In general, I was not as big a fan of this debut novel as some. While it still rated a strong three stars from me, there were some issues, most of them common to debut novels, that kept me from rating it higher.
Emma Cline chose a riveting plot line, pulled from actual events, around which to set her fictional characters. She used the basic outline of the story of Charles Manson and how he influenced impressionable young women to commit terrible acts. The novel does not proclaim itself historical fiction in that none of the characters share names with those people whom they are meant to depict, but the genesis of the plot arc is unmistakably the Sharon Tate murder.
The novel's use of a charismatic leader's manipulation of young women's insecurities and reenactment of a tragic murder were elements which I thought were quite well done. Fictional characters were quite skillfully merged into the personae of the actual people, lending the novel the same power as the factual events.

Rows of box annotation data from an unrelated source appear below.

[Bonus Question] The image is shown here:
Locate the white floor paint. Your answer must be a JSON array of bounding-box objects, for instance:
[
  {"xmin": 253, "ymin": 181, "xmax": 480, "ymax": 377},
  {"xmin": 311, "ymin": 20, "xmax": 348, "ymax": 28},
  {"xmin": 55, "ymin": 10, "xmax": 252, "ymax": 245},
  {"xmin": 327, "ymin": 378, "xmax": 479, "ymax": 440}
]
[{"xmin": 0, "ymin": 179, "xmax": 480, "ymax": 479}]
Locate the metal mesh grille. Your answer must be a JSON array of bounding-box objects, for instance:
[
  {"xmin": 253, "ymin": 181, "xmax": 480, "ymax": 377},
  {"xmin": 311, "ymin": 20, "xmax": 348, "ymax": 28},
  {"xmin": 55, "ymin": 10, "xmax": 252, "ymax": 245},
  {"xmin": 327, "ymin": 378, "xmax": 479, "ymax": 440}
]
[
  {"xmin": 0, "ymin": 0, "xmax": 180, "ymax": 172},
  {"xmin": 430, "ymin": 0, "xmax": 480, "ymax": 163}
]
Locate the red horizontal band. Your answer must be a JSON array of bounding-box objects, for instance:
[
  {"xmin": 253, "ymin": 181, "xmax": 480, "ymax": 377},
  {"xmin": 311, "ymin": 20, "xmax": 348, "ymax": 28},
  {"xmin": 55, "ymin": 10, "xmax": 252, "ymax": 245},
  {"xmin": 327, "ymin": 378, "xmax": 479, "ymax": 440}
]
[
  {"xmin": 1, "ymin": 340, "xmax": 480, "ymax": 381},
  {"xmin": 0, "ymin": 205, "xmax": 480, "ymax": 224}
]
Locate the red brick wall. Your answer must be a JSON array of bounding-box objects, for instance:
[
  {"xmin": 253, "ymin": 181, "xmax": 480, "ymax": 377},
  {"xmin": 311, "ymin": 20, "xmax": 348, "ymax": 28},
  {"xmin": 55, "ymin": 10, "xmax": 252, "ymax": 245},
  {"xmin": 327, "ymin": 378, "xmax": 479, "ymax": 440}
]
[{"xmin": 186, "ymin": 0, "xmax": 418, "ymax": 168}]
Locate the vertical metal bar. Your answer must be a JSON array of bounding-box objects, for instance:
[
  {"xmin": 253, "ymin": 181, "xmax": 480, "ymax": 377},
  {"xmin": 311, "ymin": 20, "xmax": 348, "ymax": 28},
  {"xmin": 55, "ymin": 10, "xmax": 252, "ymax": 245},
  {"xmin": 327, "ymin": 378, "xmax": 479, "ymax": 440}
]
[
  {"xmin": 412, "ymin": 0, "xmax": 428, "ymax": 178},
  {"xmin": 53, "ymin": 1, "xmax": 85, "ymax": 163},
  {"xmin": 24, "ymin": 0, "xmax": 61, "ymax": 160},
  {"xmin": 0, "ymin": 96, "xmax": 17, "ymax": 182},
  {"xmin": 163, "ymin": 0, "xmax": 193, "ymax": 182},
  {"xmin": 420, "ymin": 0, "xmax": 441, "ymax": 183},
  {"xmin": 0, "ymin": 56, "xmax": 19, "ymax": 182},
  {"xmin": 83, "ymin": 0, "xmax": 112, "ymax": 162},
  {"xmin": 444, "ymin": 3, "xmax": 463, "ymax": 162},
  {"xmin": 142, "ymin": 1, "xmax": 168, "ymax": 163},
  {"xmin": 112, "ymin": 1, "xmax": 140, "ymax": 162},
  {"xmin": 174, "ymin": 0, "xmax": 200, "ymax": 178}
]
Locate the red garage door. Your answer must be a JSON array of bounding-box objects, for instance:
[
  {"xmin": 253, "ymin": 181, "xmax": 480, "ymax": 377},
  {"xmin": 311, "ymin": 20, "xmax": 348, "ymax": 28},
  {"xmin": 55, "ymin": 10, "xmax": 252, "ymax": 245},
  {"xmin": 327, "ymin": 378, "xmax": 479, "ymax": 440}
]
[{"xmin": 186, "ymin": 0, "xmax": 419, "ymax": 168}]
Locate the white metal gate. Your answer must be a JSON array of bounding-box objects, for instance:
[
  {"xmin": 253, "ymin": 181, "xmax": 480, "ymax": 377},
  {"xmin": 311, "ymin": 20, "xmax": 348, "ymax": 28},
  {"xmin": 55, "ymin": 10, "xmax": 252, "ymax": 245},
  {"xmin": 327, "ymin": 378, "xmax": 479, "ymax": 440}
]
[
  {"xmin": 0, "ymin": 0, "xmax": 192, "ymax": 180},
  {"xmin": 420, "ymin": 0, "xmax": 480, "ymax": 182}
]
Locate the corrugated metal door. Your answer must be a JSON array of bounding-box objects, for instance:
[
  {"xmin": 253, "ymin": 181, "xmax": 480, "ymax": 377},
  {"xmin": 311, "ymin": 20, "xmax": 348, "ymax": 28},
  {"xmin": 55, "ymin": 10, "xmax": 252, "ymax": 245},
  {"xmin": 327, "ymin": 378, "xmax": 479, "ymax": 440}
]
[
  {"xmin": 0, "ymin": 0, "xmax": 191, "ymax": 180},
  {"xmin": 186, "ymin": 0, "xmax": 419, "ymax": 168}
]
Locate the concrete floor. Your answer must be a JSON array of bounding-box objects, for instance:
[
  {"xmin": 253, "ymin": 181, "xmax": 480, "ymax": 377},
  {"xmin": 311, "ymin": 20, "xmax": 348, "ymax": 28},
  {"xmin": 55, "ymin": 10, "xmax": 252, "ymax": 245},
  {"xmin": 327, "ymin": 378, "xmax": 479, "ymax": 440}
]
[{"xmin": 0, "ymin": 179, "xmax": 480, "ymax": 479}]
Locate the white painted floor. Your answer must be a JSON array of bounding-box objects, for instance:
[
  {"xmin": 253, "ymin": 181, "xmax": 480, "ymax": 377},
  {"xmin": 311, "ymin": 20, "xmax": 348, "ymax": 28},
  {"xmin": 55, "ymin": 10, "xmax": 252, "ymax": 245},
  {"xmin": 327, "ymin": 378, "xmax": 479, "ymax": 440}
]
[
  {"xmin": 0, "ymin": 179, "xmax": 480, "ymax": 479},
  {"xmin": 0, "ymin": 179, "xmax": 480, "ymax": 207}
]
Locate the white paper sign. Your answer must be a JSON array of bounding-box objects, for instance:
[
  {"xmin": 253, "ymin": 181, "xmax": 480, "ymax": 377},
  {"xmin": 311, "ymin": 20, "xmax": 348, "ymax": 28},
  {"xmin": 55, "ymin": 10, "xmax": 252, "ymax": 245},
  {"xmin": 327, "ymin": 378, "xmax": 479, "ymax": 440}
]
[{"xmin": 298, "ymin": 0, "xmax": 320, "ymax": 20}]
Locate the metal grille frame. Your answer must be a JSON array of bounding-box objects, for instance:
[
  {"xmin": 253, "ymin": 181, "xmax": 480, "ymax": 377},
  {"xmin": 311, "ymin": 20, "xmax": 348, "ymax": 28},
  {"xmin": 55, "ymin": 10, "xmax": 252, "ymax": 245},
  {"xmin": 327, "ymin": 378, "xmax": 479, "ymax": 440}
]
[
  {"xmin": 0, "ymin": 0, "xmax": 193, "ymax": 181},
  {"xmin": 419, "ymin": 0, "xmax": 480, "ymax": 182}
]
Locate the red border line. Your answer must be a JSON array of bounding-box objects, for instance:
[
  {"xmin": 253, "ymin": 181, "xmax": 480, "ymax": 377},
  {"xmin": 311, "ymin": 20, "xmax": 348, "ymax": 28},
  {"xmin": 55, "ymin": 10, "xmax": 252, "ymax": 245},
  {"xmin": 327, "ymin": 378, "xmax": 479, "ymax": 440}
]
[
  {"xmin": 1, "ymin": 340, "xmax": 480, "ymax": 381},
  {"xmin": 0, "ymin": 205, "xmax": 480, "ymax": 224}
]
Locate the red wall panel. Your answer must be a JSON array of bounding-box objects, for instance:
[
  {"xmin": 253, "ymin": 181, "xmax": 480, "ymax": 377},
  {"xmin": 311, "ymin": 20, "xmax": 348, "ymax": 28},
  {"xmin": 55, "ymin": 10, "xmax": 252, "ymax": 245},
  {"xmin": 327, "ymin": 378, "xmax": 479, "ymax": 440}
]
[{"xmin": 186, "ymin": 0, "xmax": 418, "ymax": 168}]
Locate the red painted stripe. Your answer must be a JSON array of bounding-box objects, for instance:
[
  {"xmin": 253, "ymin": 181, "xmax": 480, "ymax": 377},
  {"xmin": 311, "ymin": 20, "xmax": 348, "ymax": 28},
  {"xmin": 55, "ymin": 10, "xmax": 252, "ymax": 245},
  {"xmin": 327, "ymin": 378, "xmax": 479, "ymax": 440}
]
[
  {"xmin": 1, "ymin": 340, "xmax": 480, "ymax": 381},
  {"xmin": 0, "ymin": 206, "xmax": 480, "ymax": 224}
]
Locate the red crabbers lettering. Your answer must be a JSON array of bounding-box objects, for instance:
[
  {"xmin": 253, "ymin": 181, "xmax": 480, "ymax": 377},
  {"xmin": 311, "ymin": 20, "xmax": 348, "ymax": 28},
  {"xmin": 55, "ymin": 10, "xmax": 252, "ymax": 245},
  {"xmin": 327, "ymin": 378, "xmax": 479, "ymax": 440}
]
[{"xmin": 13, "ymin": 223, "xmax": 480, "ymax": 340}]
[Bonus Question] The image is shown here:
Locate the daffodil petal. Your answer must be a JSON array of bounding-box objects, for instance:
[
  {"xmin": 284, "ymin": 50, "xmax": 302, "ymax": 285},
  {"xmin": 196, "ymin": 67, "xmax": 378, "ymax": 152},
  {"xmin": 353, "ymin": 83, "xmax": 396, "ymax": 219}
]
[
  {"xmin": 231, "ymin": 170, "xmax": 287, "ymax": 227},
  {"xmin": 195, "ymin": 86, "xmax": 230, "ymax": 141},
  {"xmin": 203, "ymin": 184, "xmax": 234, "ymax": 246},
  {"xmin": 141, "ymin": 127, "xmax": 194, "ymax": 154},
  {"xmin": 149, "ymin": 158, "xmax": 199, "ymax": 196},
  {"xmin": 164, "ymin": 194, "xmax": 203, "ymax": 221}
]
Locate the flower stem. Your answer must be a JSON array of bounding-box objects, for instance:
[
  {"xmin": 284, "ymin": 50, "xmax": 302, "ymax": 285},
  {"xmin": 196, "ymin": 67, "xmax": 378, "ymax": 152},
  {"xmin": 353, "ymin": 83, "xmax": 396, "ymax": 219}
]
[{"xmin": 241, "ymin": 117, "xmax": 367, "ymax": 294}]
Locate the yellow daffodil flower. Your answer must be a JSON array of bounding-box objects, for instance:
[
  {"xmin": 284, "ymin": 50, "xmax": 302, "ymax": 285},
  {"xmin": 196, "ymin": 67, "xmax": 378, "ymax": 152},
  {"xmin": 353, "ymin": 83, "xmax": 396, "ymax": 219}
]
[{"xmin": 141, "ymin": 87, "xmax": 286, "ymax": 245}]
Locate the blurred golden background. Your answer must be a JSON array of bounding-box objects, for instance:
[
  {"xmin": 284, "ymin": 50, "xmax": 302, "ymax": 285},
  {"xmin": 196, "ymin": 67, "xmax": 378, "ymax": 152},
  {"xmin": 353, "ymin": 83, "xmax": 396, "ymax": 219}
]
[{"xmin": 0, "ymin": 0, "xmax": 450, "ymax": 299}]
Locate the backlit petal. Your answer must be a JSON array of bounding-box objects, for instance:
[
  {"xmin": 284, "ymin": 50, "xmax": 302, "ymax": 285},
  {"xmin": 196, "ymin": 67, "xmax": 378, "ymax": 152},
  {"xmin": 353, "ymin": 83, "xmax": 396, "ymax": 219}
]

Despite feeling that the characters mimicked actual people quite effectively, I did not feel that characters developed successfully. For example, I never understood what motivated the main female, a completely fictional character, to pursue many of the things she did within the plot.
Another issue that I had was the feeling that I was hovering somewhere between believable and over-the-top. Yes, I understand that part of what made the Manson cult so horrific was how out there they were. But that didn't come across in the novel. Most of the activities described in the book were no more extreme than what one would have found in many similar communes during the late 1960s. Then, next thing you knew, they were on a murder spree. There just wasn't enough build up, enough watching this group spiral into the depths that the Manson cult reached.